In the afternoon, Dave Collins of Software Promotions very kindly joined us for a dual lesson on SEO and websites. First we covered how to drive more traffic to the website, and then crucially how to make more of that traffic convert to sales. Great excerpts included:
- You think about yourself quite differently than people look for you. Put time into researching appropriate keywords, look at your competitor's site and search terms, and optimise a page for only 1-2 keywords.
- Don't go too far in reassuring people because you'll only wind up scaring them (ie. smoke mask for safety in a hotel room will make someone worry more, not less). Best strategy is to offer a 30 day money back guarantee, no questions asked.
- Avoid long forms or registration details . If you start with a really small form, then you can email more Qs later and let people get back to you in their own time - you'd be surprised how much they open up to you later if you make it easy for them at the beginning.
- Converting web traffic is a lot like dating.

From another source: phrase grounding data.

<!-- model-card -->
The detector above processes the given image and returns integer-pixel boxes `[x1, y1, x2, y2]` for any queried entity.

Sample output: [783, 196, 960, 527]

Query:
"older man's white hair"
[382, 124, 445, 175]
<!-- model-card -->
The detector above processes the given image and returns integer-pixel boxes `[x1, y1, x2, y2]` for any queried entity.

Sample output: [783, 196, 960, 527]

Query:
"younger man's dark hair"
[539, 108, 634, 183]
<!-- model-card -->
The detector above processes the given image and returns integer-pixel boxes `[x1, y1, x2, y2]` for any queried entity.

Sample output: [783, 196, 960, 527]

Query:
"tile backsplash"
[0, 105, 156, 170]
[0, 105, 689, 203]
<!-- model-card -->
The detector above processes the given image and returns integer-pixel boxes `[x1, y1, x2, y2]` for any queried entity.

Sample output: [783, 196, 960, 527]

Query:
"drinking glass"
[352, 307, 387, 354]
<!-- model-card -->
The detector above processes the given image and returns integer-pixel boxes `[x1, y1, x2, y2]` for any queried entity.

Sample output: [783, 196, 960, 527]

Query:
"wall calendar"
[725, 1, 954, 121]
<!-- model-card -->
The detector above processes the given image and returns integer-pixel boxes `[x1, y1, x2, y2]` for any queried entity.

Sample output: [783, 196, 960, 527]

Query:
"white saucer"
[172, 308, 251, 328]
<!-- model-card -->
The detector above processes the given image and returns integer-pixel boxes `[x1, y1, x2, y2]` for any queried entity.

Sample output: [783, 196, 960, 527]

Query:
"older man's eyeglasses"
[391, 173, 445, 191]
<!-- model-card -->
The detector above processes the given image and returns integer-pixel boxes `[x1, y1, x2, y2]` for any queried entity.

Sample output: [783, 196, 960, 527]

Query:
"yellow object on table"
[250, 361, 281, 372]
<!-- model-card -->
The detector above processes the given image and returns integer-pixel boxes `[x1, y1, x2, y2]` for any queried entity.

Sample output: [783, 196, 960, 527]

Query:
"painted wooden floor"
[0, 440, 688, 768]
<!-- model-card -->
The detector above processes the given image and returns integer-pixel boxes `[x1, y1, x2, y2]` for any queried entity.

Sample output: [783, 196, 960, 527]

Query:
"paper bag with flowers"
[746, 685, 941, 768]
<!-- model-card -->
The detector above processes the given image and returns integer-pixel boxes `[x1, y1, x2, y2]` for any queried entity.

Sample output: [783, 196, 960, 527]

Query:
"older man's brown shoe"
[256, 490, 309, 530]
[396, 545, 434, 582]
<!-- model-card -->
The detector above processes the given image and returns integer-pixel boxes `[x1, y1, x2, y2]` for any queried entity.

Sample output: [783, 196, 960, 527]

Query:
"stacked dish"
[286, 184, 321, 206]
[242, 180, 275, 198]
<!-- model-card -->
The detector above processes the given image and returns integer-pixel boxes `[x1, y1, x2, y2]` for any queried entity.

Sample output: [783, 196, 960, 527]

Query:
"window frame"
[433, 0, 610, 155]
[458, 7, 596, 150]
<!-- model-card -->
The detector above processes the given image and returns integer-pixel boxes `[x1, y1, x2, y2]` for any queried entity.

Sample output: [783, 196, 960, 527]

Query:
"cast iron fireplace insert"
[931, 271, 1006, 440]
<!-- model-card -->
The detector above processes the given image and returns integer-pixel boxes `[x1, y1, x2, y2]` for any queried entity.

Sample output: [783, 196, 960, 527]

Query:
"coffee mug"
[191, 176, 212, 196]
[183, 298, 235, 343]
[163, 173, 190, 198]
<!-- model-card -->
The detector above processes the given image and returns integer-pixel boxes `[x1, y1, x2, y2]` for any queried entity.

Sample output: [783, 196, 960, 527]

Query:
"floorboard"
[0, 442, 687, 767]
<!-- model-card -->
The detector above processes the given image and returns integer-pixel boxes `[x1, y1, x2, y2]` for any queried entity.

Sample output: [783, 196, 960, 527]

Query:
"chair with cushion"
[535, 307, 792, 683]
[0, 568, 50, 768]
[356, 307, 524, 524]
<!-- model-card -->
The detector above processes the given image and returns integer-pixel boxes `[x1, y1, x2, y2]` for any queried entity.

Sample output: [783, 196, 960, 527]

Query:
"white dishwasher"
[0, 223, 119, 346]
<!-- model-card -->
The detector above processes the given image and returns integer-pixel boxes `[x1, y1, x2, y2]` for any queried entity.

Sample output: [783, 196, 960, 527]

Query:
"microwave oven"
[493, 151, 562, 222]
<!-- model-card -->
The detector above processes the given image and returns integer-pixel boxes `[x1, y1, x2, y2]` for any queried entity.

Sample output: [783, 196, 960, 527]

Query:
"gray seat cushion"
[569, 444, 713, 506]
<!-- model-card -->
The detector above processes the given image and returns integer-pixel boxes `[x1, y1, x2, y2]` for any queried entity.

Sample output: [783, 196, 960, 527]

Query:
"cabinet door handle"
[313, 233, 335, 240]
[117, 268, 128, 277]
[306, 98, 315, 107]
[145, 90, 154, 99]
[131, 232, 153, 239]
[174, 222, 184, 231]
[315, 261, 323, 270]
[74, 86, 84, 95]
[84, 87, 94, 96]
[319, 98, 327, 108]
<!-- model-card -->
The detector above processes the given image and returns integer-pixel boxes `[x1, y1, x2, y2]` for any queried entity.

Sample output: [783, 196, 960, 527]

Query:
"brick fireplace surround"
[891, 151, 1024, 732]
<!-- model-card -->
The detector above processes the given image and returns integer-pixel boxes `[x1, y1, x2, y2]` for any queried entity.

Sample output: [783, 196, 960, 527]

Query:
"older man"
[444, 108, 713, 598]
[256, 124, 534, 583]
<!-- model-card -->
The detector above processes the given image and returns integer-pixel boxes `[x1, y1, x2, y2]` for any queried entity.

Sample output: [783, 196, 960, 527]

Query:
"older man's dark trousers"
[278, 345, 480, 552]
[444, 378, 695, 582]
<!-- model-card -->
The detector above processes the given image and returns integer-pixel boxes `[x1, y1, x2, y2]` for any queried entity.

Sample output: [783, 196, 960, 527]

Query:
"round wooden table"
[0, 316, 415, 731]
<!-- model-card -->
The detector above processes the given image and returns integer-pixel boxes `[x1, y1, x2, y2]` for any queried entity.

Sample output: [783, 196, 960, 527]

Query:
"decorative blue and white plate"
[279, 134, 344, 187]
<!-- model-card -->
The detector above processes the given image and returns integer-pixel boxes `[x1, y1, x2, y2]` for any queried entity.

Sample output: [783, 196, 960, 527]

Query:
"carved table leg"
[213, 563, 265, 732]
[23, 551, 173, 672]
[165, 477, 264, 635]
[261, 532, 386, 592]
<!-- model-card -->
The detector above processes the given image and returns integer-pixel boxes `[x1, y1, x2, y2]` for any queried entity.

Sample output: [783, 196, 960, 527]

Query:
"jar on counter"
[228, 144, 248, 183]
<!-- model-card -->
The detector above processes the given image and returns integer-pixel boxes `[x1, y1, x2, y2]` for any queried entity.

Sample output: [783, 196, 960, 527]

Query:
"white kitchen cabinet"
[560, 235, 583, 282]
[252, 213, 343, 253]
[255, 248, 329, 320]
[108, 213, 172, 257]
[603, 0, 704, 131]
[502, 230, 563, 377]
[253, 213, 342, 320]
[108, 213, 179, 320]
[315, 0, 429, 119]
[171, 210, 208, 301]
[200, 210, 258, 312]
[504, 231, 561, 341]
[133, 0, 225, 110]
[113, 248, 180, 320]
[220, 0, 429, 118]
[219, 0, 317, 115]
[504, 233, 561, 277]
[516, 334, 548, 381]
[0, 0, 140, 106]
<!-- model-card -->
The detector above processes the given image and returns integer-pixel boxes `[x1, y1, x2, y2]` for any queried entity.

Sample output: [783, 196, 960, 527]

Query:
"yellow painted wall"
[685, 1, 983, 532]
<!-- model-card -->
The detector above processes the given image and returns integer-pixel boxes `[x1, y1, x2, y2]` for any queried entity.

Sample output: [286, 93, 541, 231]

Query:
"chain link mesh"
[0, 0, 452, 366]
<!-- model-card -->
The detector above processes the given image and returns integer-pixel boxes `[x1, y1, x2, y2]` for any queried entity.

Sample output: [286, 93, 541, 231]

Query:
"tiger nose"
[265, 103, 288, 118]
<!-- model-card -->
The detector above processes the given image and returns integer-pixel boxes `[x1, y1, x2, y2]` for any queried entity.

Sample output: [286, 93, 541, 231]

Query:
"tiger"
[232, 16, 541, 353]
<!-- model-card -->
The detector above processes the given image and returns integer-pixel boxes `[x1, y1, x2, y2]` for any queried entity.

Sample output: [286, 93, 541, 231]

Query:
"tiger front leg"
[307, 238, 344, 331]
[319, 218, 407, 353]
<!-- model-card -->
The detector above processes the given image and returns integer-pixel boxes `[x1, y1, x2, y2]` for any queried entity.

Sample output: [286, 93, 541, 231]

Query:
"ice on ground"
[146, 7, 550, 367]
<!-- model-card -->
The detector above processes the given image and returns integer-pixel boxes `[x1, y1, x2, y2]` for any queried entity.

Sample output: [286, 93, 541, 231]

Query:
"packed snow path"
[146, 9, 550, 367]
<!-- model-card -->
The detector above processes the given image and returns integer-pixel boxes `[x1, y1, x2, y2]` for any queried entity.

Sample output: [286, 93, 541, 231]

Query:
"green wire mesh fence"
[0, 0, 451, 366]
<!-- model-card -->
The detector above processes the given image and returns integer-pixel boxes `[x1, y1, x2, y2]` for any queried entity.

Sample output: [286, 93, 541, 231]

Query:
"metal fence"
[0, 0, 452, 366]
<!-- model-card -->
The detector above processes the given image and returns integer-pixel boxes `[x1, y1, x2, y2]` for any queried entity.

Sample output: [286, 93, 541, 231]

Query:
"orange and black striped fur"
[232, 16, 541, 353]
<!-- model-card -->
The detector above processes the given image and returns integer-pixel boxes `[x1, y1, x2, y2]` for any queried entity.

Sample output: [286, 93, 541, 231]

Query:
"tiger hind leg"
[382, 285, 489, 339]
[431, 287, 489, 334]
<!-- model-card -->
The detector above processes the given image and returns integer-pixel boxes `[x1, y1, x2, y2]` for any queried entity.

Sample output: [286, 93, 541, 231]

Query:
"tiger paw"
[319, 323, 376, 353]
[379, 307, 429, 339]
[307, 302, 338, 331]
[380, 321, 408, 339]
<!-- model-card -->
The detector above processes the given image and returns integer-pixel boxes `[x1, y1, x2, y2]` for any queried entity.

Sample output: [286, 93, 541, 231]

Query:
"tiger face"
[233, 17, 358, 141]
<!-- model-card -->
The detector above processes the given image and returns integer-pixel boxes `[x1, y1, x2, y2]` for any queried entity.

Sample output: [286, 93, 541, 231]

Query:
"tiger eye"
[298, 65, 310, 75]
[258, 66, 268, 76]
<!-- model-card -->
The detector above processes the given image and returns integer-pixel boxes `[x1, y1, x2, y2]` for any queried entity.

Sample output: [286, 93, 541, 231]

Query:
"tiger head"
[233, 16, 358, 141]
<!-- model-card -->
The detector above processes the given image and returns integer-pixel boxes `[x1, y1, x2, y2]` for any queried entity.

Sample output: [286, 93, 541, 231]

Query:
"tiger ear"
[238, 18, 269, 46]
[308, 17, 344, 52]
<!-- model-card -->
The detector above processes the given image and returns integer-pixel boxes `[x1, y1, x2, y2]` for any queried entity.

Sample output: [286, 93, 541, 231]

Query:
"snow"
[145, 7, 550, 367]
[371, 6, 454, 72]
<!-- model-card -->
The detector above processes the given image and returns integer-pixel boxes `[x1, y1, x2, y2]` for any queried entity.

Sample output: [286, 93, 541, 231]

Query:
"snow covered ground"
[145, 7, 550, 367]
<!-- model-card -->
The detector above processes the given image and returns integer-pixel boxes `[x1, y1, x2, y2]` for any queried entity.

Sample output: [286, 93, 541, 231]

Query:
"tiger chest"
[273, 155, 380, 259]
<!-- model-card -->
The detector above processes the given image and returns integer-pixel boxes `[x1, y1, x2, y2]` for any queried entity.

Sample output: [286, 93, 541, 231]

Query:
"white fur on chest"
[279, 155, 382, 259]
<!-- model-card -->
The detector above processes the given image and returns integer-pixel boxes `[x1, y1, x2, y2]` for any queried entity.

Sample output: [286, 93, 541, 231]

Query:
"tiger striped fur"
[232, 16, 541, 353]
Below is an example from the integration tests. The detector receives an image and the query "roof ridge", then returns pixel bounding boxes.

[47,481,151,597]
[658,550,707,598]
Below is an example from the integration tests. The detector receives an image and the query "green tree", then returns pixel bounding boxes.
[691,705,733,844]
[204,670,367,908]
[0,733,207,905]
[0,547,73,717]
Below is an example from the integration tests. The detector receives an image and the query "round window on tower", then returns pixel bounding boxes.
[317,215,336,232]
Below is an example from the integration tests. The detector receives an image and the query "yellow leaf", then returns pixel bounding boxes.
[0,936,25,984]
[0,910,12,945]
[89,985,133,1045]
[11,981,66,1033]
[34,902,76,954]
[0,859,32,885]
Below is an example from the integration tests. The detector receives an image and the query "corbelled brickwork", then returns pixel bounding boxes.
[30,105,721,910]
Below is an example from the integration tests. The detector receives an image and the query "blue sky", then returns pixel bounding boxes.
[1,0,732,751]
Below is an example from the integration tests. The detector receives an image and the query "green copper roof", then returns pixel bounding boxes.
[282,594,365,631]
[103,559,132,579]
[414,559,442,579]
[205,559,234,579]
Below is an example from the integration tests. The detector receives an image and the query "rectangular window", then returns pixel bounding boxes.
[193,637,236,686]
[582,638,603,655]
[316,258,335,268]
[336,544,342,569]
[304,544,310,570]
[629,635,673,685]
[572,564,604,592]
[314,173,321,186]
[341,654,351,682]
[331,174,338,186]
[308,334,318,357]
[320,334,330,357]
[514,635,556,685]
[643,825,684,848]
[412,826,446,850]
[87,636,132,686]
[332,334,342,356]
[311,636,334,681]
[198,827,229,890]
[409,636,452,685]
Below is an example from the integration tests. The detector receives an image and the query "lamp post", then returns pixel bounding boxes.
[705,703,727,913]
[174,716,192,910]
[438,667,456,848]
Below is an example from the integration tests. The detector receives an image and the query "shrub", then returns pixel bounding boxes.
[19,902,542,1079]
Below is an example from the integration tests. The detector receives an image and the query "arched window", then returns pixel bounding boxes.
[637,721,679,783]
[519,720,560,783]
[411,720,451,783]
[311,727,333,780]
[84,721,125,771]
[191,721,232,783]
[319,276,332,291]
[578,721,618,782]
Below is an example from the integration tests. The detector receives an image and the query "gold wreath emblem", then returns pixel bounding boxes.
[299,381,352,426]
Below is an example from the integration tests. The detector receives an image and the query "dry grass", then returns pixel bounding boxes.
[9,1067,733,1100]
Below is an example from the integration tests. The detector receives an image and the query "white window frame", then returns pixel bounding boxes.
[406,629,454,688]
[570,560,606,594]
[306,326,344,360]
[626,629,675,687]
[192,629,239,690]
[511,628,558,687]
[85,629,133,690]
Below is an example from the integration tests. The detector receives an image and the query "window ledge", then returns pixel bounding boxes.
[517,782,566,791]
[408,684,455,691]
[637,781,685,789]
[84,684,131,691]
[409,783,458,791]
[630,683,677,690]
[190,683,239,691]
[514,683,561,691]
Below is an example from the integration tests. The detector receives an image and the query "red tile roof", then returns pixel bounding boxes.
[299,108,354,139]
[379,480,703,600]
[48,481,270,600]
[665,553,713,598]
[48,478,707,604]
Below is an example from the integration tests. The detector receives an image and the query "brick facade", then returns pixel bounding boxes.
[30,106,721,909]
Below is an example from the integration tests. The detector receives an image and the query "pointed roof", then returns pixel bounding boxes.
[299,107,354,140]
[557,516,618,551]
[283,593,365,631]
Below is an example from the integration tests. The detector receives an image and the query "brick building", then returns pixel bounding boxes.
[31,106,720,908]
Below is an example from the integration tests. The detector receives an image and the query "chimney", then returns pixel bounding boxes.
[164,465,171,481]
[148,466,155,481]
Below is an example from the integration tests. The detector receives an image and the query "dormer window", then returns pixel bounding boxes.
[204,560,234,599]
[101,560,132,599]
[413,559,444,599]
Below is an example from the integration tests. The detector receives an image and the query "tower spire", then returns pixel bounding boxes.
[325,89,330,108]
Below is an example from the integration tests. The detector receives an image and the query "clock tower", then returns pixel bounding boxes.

Start with a smile, build up to a date, have some romance, and if you play your cards right you can get married and have children. There's an order to things, and you can't skip steps and start with a marriage proposal. At the same time, don't get stuck in small talk or you'll never get hitched.
There were many, many more lessons and hopefully teams can help each other avoid all '23 ways of getting it wrong'. Dave also bravely offered to be an SEO/web lifeline for teams over the next 10 weeks - braver than he realises - so everyone should have awesome sites by the end of July.
At 7pm the day was far from complete, with two evening events still to come. I managed to briefly attend a formal ideaSpace event, where we had a photo-filled Springboard poster on display, and had some speedy hello's with a room of terrific people. Cambridge Tech Meetup was also on, and Caroline represented us at the demos before we made it in greater numbers to the bar after-party.
Sounded like a fantastic mix of demos, from a fertility thermometer to a magical freebie app Magic Solver. We also downloaded Data Analyzer, a new app that anonymously analyses phone usage to help networks/manufacturers offer consumers better handsets and services based on real habits. Kudos to Daniel on his recent launch!
Looking at events on the horizon, we became an official venue for the Startup Lessons Learned 2011 Simulcast, wooo! We look forward to that this coming Monday - feel free to join us if you're in the Cambridge area - and plenty more packed into the next 48 hours before the weekend arrives.